My mom is one of the “inbetweeners” who falls between the levels of care needed and the payment options available to her at Aspen Ridge and Sombrillo. She is paralyzed on one side due to a stroke three years ago; her mental faculties and speech were not affected, and she has the use of her dominant hand, arm and leg, but she needs assistance with dressing and personal hygiene.

She requires too much assistance to live at Aspen Ridge and she doesn’t have the cash funds to pay for it. She can’t live alone and her only family have to work fulltime jobs (non-LANL employees) to pay for their own rent and can’t afford to hire a private, fulltime nurse to care for her, much less be able to afford a wheelchair accessible apartment/home.

In a split second, she went from an active life with her own apartment, a car, friends and activities and travel, to being bound to a wheelchair, living in a facility with residents who are unable to even carry on a conversation with her.
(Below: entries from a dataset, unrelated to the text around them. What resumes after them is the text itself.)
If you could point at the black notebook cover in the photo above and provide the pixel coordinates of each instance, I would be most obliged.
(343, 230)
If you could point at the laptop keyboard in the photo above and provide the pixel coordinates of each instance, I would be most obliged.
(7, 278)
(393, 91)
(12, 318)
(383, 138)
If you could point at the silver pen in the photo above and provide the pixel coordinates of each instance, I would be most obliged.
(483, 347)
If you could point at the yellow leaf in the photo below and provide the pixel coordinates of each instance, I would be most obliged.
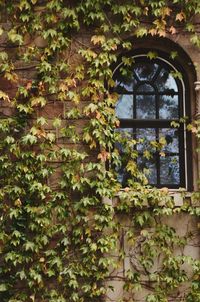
(172, 30)
(98, 39)
(4, 96)
(180, 16)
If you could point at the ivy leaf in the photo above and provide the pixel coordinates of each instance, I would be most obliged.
(141, 32)
(173, 54)
(180, 16)
(56, 122)
(3, 287)
(4, 96)
(98, 39)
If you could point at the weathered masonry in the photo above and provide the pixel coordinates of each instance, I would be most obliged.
(99, 151)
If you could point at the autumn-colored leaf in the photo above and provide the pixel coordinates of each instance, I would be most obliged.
(180, 16)
(172, 30)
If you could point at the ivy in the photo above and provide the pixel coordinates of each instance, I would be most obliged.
(59, 229)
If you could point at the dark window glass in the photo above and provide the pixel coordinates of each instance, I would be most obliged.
(148, 102)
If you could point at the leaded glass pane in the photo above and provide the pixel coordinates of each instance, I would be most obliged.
(169, 170)
(145, 107)
(124, 107)
(168, 107)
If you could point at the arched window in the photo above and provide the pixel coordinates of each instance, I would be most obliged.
(152, 99)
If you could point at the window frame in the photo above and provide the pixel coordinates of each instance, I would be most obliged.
(185, 153)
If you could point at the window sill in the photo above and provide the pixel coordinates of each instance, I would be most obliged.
(180, 197)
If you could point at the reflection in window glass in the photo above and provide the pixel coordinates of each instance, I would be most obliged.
(169, 170)
(165, 82)
(168, 108)
(172, 140)
(145, 107)
(124, 107)
(145, 71)
(146, 135)
(149, 169)
(153, 100)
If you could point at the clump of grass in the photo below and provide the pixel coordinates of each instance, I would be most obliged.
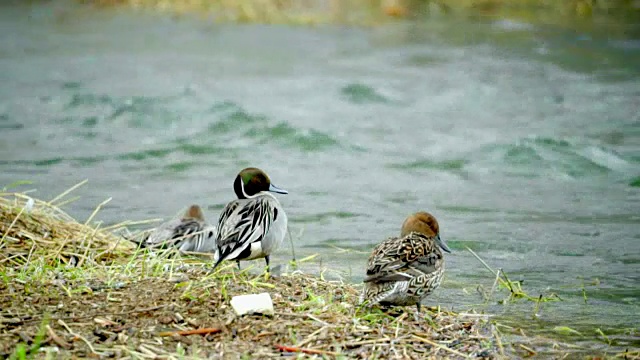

She, in her right mind, is fully aware of the yelling and crying of residents half out of their minds, of having to deal with confused residents wandering in and out of her room and getting into her personal belongings because they can’t remember which room is theirs. 

The only people she can carry on a conversation with are staff and visitors. She needs interaction with her peers, she needs to feel “normal” and vital, and she needs to live in a place where she can contribute to even the smallest of activities such as folding clothes or unloading a dishwasher. She has a few friends who visit as their schedules allow and she loves those days. She can call dial-a-ride and they can pick her up and drop her off somewhere as long as she can get around on her own while she’s there or has someone meet her there. But the rest of the time she’s held hostage in a facility where she doesn’t belong because Los Alamos does not offer what she needs. She is not the only person in Los Alamos in this situation.

The director of Sombrillo and I have discussed the situation and she agrees that Los Alamos is gravely lacking in providing an option for this growing population of “in-betweeners”. She agrees my mom does not belong at Sombrillo and that there are no appropriate facilities for her and others like her here in Los Alamos, Espanola, Taos, Santa Fe or Albuquerque.

One of Sombrillo’s nurses and her husband have been looking into the option of buying a home that can be modified and fitted for the needs of folks like my mom, and that can be approved of and paid for by Medicaid. But the scope of requirements is so wide that this is most likely just a pipe dream.

As a daughter, what do I do? As a community, when is Los Alamos going to recognize this growing population of folks in need and start planning or doing something to include them? Or, do we all know about the “inbetweeners” but just choose to ignore them? What if you were an “inbetweener”? What if you, traipsing along with your life were suddenly struck down and bound to a wheelchair with 20 or 30 or even 40 years yet to live, but with no money or family to help you? What would you do?